Davalı-karşı davacı vekili, boya sektöründe parlaklık derecesini ifade eden "Saten" ibaresinin tek başına tescilinin mümkün olmadığını, müvekkiline ait markalarda yeterli ayırt edici eklerin bulunduğunu savunarak, davanın reddine karar verilmesini talep etmiş, karşı davada ise, karşı davalıya ait 86151 ve 107887 sayılı markaların hükümsüzlüğü ile sicilden terkinine karar verilmesini talep ve dava etmiştir.
Mahkemece, dairemiz bozma ilamına uyularak yapılan yargılama sonucunda; asıl dava yönünden karar kesinleşmiş olduğu gerekçesiyle, yeniden bir karar verilmesine yer olmadığına, karşı dava yönünden ise, hükümsüzlüğü talep edilen 86151 ve 107887 sayılı markaların müddet olduğu, dolayısıyla davanın konusuz kaldığı gerekçesiyle, davanın esası hakkında bir karar verilmesine yer olmadığına, A.A.Ü.T."nin 6.maddesi gereğince 3.145,00 TL vekalet ücretinin davacıdan alınarak davalıya verilmesine karar verilmiştir.

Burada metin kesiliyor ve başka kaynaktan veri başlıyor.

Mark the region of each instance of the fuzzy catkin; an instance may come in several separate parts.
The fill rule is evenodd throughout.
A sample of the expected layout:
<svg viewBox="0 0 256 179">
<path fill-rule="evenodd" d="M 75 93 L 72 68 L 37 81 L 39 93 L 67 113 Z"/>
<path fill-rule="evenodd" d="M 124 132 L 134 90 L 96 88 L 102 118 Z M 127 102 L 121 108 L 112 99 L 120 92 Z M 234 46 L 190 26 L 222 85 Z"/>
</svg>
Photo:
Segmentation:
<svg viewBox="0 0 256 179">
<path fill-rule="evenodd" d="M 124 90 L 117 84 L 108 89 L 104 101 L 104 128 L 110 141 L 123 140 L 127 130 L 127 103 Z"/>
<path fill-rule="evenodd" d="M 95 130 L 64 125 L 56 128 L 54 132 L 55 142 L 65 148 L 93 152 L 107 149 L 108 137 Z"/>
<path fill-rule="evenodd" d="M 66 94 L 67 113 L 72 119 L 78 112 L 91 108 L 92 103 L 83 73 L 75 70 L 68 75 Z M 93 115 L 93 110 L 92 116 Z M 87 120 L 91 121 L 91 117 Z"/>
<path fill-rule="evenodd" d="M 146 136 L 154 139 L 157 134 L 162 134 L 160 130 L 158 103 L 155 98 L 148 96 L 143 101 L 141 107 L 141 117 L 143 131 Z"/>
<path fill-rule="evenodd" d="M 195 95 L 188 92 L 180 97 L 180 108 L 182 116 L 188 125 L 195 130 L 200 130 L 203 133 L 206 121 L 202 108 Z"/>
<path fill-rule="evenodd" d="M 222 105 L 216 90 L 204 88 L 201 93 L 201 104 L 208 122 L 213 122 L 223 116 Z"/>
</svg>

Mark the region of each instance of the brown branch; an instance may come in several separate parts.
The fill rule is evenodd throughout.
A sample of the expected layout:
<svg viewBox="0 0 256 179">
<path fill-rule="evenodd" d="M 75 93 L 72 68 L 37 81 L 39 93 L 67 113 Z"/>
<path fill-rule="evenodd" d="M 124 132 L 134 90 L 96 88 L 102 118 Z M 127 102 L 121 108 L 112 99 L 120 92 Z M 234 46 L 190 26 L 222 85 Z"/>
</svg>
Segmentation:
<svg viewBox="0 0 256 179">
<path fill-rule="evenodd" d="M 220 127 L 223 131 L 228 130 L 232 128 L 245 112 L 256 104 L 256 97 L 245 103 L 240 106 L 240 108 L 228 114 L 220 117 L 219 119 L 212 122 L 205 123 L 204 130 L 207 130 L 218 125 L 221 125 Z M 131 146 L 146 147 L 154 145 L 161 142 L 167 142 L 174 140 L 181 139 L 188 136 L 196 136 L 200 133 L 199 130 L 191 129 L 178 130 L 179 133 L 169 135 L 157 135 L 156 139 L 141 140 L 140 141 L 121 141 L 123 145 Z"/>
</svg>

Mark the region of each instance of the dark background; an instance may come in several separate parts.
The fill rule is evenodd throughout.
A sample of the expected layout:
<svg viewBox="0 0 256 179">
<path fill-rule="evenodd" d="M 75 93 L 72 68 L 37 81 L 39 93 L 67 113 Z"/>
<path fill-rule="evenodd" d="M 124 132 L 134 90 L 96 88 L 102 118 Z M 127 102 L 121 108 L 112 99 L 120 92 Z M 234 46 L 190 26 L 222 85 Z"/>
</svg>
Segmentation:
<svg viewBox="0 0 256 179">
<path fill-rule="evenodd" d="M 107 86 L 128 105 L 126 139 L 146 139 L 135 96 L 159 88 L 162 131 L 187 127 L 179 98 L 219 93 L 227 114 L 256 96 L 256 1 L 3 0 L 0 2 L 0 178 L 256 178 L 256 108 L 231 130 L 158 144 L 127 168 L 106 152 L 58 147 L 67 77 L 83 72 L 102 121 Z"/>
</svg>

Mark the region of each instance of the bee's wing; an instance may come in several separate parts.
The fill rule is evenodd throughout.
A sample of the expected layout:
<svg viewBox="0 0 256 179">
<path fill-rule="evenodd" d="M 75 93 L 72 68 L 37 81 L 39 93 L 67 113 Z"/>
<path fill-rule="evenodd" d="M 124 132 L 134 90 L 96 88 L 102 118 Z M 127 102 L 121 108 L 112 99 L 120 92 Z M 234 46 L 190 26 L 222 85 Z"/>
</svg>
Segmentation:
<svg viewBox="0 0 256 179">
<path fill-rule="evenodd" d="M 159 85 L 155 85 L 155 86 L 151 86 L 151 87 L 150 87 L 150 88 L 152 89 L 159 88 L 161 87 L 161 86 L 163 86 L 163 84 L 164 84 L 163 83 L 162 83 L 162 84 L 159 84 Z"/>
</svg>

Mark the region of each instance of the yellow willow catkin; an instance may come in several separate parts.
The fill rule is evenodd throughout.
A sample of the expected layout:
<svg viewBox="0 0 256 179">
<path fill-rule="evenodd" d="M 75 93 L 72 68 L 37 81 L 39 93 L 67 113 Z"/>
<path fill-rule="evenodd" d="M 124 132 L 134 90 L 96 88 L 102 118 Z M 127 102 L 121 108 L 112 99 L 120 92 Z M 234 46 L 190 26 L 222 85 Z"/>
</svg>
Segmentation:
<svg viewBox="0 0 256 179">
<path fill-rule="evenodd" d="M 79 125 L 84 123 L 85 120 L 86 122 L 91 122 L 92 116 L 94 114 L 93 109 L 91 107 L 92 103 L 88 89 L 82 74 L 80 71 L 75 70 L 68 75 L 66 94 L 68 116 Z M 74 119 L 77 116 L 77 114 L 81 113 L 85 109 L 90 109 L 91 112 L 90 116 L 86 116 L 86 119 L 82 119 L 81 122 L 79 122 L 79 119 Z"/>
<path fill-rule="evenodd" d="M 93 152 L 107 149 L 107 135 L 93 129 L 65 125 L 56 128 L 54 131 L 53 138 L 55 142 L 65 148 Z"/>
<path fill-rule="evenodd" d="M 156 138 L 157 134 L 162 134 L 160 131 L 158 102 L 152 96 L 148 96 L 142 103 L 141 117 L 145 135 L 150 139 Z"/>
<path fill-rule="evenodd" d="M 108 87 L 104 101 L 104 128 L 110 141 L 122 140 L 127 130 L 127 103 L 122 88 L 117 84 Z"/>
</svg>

Karar, taraf vekillerince temyiz edilmiştir.
1-Dosyadaki yazılara, mahkemece uyulan bozma kararı gereğince hüküm verilmiş olmasına ve delillerin takdirinde bir isabetsizlik bulunmamasına göre, asıl davada davacı vekilinin bütün temyiz itirazları yerinde değildir.
2-Karşı davaya yönelik olarak karşı davacının temyiz itirazlarına gelince; dosyadaki yazılara, mahkemece uyulan bozma kararı gereğince hüküm verilmiş olmasına ve delillerin takdirinde bir isabetsizlik bulunmamasına, mahkeme kararının hüküm fıkrasının 2.bendinin karşı dava açısından oluşturulmuş bulunmasına ve burada belirtilen “davacı” ibaresi ile karşı davanın
davacısının, “davalı” ibaresinden ise karşı davanın davalısının anlaşılacak olmasına göre, yerinde görülmeyen tüm temyiz itirazlarının reddine karar verilmesi gerekmiştir.
SONUÇ: Yukarıda açıklanan nedenlerle, taraf vekillerinin bütün temyiz itirazlarının reddiyle usul ve kanuna uygun bulunan hükmün ONANMASINA, aşağıda yazılı bakiye 8,50 TL temyiz ilam harcının temyiz eden taraflardan ayrı ayrı alınmasına, 04/12/2019 tarihinde oybirliğiyle karar verildi.